Before Knutson came on board, the EDC had done a couple of things to recruit business and had gotten involved with policy issues through its Land Use Committee, but nothing with the breadth of the new five-year plan, said Shockey, who has been involved with the EDC since the 1980s.

“I think Deborah felt that if we were going to be a true leader in economic development, we had to gear up the staff and programs and concentrate on a few objectives: to increase the image of the county as a good place to do quality economic development and to work with educational folks in the county to make sure that in recruiting new businesses, we could offer a work force to those businesses,” Shockey said.

The economic boom down south also spurred the EDC, Shockey said.

“We keep reading and hearing about how well downtown Seattle is doing in attracting high-tech businesses, bio-med businesses,” he said. “We see a lot of new investment and redevelopment such as Belltown, where people are investing significant dollars to put up quality buildings to attract businesses. ... But we also know it’s running out of space.

“Deborah ... and the board looked at that situation and said, ‘Why not us?’ Instead of just conceding quality growth to Pierce County and Tacoma, if we can just grab 25 percent, the effect will be better-looking communities and employment for residents,” Shockey said.

About a year ago, the EDC hired Denver-based consultant R&M Resource Development to survey county businesses about the proposed initiative to aggressively pursue high-tech businesses.

“Once they completed the survey, we hired them to sell the program — to get the checks,” Shockey said. “I attended a whole lot of meetings with Deborah and R&M. R&M laid out the facts and numbers, and between Deborah and I, we explained in local language what the benefit would be.”
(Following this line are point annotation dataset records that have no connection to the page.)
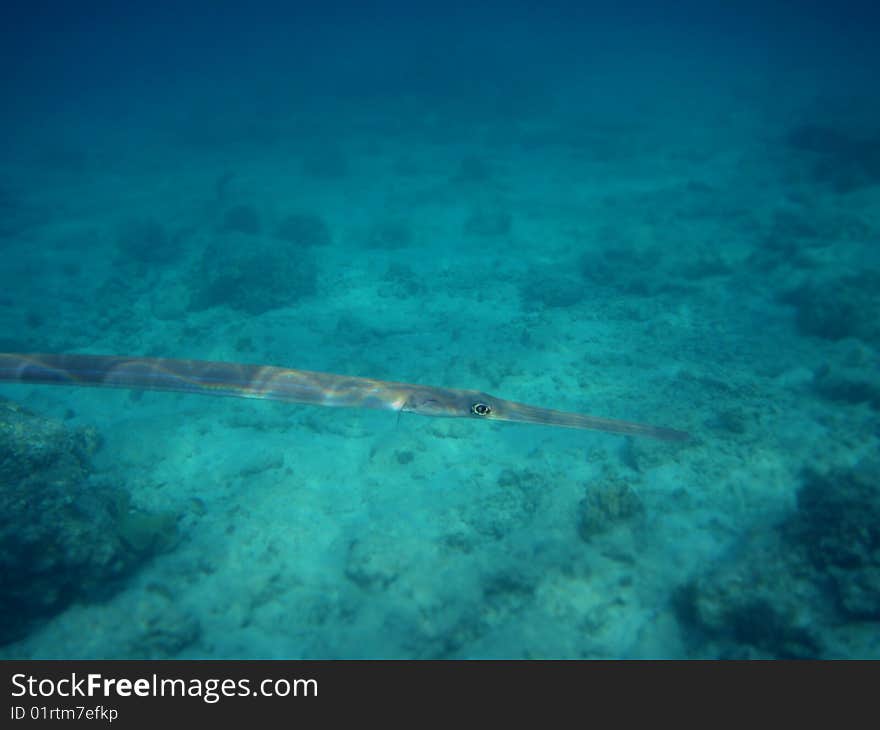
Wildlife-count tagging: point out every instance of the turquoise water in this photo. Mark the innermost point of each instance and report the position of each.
(669, 216)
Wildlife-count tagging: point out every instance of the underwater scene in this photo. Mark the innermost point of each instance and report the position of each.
(664, 218)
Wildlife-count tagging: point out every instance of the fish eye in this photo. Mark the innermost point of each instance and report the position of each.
(481, 409)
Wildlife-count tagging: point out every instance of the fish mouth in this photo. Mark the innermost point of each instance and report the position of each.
(522, 413)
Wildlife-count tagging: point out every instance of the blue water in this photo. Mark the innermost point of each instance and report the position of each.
(668, 215)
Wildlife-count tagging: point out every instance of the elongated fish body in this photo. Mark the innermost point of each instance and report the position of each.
(297, 386)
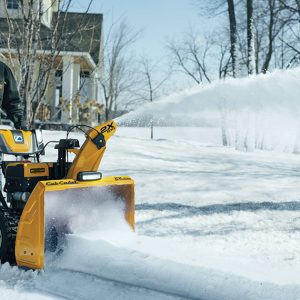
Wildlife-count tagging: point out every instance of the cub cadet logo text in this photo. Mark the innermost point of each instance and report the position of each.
(61, 182)
(107, 128)
(18, 139)
(122, 178)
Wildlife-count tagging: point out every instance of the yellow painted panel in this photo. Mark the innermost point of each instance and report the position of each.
(24, 147)
(31, 231)
(89, 156)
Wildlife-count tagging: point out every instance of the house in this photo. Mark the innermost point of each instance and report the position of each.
(72, 94)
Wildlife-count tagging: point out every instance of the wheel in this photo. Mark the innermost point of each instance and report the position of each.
(8, 231)
(55, 237)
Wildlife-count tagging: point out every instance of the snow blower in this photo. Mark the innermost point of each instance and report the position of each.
(43, 197)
For the private sector, that meant discussing job creation and the “multiplier effect” that would have on the economy, Shockey said. For the public sector, it was quality-of-life issues, such as “getting people off I-5” and “home at night a half-hour after work instead of two hours after work.”

One benefit that wasn’t written into the initiative but is happening as a result, is a growing relationship between the EDC and groups that in the past were opposed to growth, Shockey said.
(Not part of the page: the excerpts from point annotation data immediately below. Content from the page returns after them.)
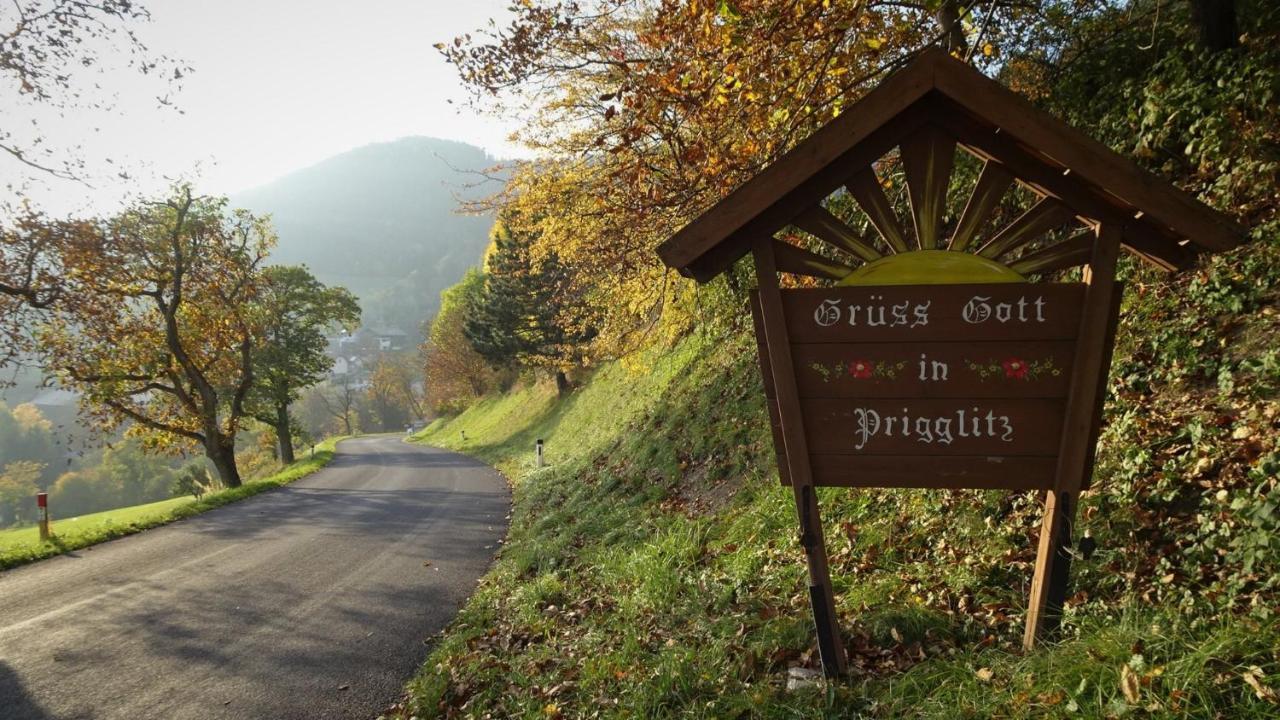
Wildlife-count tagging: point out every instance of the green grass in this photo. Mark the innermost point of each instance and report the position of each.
(22, 545)
(652, 570)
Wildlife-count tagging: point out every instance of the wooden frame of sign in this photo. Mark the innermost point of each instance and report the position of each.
(935, 383)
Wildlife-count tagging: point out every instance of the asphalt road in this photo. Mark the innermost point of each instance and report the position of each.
(309, 601)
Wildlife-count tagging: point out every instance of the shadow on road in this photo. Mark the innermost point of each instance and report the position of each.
(14, 700)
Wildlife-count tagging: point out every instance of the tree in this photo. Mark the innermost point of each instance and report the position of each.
(296, 310)
(45, 48)
(32, 276)
(648, 113)
(18, 491)
(453, 370)
(396, 383)
(339, 399)
(528, 313)
(158, 324)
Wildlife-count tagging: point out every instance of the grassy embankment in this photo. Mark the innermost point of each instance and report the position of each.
(653, 568)
(22, 545)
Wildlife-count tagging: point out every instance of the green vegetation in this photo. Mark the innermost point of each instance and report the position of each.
(653, 570)
(397, 203)
(22, 545)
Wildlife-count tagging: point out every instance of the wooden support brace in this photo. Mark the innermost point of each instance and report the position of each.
(1079, 434)
(778, 347)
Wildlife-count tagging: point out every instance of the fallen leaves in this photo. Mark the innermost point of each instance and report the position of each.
(1253, 678)
(1129, 684)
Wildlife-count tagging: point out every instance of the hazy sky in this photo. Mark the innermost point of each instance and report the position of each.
(278, 85)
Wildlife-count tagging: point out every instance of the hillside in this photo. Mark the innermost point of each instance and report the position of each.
(653, 569)
(383, 220)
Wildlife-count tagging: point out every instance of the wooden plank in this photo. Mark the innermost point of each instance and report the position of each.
(767, 378)
(936, 428)
(991, 187)
(927, 159)
(1037, 220)
(935, 369)
(832, 231)
(1088, 159)
(932, 313)
(800, 261)
(1141, 238)
(1079, 431)
(778, 349)
(915, 472)
(801, 177)
(1066, 254)
(808, 194)
(867, 190)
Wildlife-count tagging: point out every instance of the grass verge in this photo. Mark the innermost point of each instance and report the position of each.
(22, 545)
(652, 570)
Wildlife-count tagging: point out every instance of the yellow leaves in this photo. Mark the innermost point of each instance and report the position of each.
(1129, 684)
(1253, 678)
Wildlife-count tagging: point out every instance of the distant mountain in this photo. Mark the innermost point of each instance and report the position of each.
(383, 220)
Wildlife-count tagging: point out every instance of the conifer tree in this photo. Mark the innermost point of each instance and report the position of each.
(528, 314)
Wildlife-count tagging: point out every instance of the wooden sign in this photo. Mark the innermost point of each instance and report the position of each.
(928, 386)
(935, 361)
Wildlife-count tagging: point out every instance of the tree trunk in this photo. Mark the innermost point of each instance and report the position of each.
(951, 27)
(284, 433)
(1216, 23)
(222, 451)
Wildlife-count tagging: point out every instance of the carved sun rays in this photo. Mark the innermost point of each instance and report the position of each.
(1043, 237)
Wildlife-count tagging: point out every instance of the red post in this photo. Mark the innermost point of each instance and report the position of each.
(42, 504)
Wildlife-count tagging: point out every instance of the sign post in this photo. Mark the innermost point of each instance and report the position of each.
(42, 504)
(924, 346)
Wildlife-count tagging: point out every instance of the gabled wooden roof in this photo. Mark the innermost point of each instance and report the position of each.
(1162, 224)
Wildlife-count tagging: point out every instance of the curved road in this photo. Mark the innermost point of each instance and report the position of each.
(310, 601)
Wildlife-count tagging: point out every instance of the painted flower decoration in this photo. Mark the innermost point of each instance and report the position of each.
(862, 369)
(1015, 368)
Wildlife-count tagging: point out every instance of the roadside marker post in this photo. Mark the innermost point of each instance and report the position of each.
(42, 504)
Through meetings with such groups, the EDC has listened to skepticism and worries, and voiced its own goals.

“I’ve been in some of those meetings,” Shockey said, “and the first couple of meetings were very tense, where the one side wasn’t at the point where they could trust the other side. And that trust is building, and it’s going to be good for the citizens of Snohomish County.”

Because like it or not, “you can’t slow growth down on a wish,” he said. “We are going to grow as a county, the growth-management plan has told us that.”

The trick is to do it right.

“‘Smart’ growth, as a concept, I think is a wonderful idea, and as chair of the EDC, I’m going to do my part to make that happen,” Shockey said.

As part of the initiative, the EDC will report regularly on the program’s progress — to investors, participants, partners and the general public. And when December rolls around, Shockey knows what he’d like to report at the EDC’s annual meeting.

“I want to stand before the group ... and say, ‘We want to show you what’s happened over the past year and show you how some of these jobs that we know have come to Snohomish County were a direct result of the initiative,’ ” Shockey said about the 500 to 750 new jobs he expects in that time.

“And I really want to show the community that the EDC was a leader in developing not only quantity of jobs but quality of jobs.”